The other day I was looking to read an Arrow buffer on GPU using Python, but as far as I could tell, none of the provided pyarrow packages on conda or pip are built with CUDA support. Like many of the packages in the compiled-C-wrapped-by-Python ecosystem, Apache Arrow is thoroughly documented, but the number of permutations of how you could choose to build pyarrow with CUDA support quickly becomes overwhelming.
In this post, I’ll show how to build pyarrow with CUDA support on Ubuntu using Docker and virtualenv. These directions are approximately the same as the official Apache Arrow docs, just that I explain them step-by-step and show only the single build toolchain I used.
Step 1: Docker with GPU support
Even though I use Ubuntu 18.04 LTS on a workstation with an NVIDIA GPU, whenever I undertake a project like this, I like to use a Docker container to keep everything isolated. The last thing you want to do is to debug environment errors, changing dependencies for one project and breaking something else.

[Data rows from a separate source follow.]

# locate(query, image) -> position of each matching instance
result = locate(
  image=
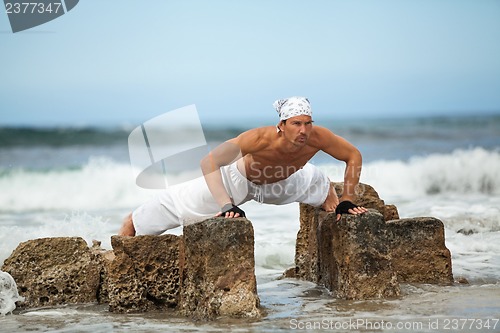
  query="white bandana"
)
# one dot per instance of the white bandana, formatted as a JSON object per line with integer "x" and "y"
{"x": 293, "y": 106}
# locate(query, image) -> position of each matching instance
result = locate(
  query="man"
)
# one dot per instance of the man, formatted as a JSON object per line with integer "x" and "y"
{"x": 267, "y": 164}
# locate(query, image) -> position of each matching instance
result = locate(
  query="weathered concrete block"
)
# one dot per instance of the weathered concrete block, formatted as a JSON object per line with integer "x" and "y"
{"x": 54, "y": 271}
{"x": 144, "y": 274}
{"x": 306, "y": 246}
{"x": 367, "y": 197}
{"x": 354, "y": 259}
{"x": 418, "y": 250}
{"x": 358, "y": 256}
{"x": 218, "y": 274}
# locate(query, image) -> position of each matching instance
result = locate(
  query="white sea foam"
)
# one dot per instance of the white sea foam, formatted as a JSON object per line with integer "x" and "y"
{"x": 461, "y": 188}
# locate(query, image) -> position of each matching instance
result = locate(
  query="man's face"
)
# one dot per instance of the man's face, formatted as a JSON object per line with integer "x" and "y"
{"x": 297, "y": 129}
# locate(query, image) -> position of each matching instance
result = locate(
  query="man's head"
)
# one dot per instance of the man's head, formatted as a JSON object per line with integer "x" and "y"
{"x": 295, "y": 119}
{"x": 292, "y": 106}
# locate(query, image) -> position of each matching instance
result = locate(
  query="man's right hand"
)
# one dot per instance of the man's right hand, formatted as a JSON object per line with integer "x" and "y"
{"x": 230, "y": 211}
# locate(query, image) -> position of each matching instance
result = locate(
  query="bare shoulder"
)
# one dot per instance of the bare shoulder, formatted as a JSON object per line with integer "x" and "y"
{"x": 321, "y": 136}
{"x": 255, "y": 139}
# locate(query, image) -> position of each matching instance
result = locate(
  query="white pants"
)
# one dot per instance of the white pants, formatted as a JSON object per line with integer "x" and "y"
{"x": 192, "y": 202}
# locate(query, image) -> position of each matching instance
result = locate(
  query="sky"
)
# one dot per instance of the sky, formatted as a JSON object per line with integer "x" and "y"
{"x": 122, "y": 62}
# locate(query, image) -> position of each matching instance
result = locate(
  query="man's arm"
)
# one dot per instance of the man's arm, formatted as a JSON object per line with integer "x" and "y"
{"x": 342, "y": 150}
{"x": 224, "y": 154}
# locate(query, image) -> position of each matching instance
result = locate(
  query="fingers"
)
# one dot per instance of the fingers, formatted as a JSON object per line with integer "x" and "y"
{"x": 358, "y": 210}
{"x": 228, "y": 215}
{"x": 354, "y": 211}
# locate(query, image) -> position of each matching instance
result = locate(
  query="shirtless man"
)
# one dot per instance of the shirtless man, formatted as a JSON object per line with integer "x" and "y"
{"x": 267, "y": 164}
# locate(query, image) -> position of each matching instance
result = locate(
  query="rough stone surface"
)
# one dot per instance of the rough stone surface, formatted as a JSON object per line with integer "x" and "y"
{"x": 369, "y": 198}
{"x": 306, "y": 246}
{"x": 144, "y": 273}
{"x": 354, "y": 259}
{"x": 360, "y": 256}
{"x": 218, "y": 275}
{"x": 418, "y": 250}
{"x": 54, "y": 271}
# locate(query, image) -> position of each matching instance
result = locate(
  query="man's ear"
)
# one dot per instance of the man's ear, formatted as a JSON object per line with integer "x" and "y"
{"x": 280, "y": 126}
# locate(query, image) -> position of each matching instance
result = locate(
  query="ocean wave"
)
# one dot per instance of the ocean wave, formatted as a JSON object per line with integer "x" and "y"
{"x": 465, "y": 171}
{"x": 103, "y": 183}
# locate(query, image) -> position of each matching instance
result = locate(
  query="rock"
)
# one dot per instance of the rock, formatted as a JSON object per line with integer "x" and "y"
{"x": 369, "y": 198}
{"x": 54, "y": 271}
{"x": 354, "y": 259}
{"x": 306, "y": 246}
{"x": 359, "y": 256}
{"x": 8, "y": 294}
{"x": 144, "y": 273}
{"x": 418, "y": 250}
{"x": 218, "y": 273}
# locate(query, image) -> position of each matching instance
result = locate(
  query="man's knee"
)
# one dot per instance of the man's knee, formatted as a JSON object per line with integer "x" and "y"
{"x": 127, "y": 228}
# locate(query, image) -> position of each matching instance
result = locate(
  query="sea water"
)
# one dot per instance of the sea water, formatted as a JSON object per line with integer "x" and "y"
{"x": 79, "y": 182}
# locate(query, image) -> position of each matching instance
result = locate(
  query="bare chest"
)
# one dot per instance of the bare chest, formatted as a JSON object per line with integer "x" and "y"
{"x": 271, "y": 168}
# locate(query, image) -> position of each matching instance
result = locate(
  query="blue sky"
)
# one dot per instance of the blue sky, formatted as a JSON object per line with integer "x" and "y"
{"x": 124, "y": 62}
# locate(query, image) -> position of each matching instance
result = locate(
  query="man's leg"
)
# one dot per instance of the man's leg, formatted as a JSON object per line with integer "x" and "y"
{"x": 127, "y": 228}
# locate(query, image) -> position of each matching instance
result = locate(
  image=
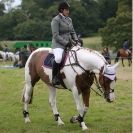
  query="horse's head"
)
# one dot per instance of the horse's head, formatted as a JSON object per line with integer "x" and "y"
{"x": 107, "y": 78}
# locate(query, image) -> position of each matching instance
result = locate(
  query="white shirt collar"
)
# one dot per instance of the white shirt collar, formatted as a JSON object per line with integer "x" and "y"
{"x": 62, "y": 15}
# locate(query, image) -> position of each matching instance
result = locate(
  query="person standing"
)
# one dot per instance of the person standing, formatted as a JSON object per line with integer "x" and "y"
{"x": 63, "y": 34}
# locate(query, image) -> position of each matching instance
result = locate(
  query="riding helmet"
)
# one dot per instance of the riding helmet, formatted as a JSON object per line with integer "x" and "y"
{"x": 62, "y": 6}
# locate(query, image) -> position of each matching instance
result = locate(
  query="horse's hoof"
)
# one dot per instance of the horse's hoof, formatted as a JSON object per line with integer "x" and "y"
{"x": 60, "y": 122}
{"x": 27, "y": 120}
{"x": 84, "y": 127}
{"x": 74, "y": 119}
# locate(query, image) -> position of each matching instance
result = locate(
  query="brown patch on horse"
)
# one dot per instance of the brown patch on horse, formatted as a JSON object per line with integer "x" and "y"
{"x": 36, "y": 70}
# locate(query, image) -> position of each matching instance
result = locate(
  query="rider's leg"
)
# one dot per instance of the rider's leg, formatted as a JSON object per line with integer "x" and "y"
{"x": 58, "y": 52}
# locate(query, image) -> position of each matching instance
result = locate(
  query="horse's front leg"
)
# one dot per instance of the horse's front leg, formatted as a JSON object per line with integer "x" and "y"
{"x": 52, "y": 101}
{"x": 82, "y": 109}
{"x": 27, "y": 95}
{"x": 122, "y": 62}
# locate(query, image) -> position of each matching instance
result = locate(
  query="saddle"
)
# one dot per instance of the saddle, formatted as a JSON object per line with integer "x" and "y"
{"x": 50, "y": 58}
{"x": 48, "y": 62}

Thankfully, NVIDIA Docker developer images are available via DockerHub:
docker run -it --gpus=all --rm nvidia/cuda:10.1-devel-ubuntu18.04 bash
Here, the -it
flag puts us inside the container at a bash prompt, --gpus=all
allows the Docker container to access my workstation’s GPUs and --rm
deletes the container after we’re done to save space.
Step 2: Setting up the Ubuntu Docker container
When you pull Docker containers from DockerHub, frequently they are bare-bones in terms of libraries included, and usually can also be updated. For building pyarrow, it’s useful to install the following:
apt update && apt upgrade -y
apt install git \
wget \
libssl-dev \
autoconf \
flex \
bison \
llvm-7 \
clang \
cmake \
python3-pip \
libjemalloc-dev \
libboost-dev \
libboost-filesystem-dev \
libboost-system-dev \
libboost-regex-dev \
python3-dev -y
In a later step, we’ll use the Arrow third-party dependency script to ensure all needed dependencies are present, but these are a good start.
Step 3: Cloning Apache Arrow from GitHub
Cloning Arrow from GitHub is pretty straightforward. The git checkout apache-arrow-0.15.0
line is optional; I needed version 0.15.0 for the project I was exploring, but if you want to build from the master branch of Arrow, you can omit that line.
git clone https://github.com/apache/arrow.git /repos/arrow
cd /repos/arrow
git submodule init && git submodule update
git checkout apache-arrow-0.15.0
export PARQUET_TEST_DATA="${PWD}/cpp/submodules/parquet-testing/data"
export ARROW_TEST_DATA="${PWD}/testing/data"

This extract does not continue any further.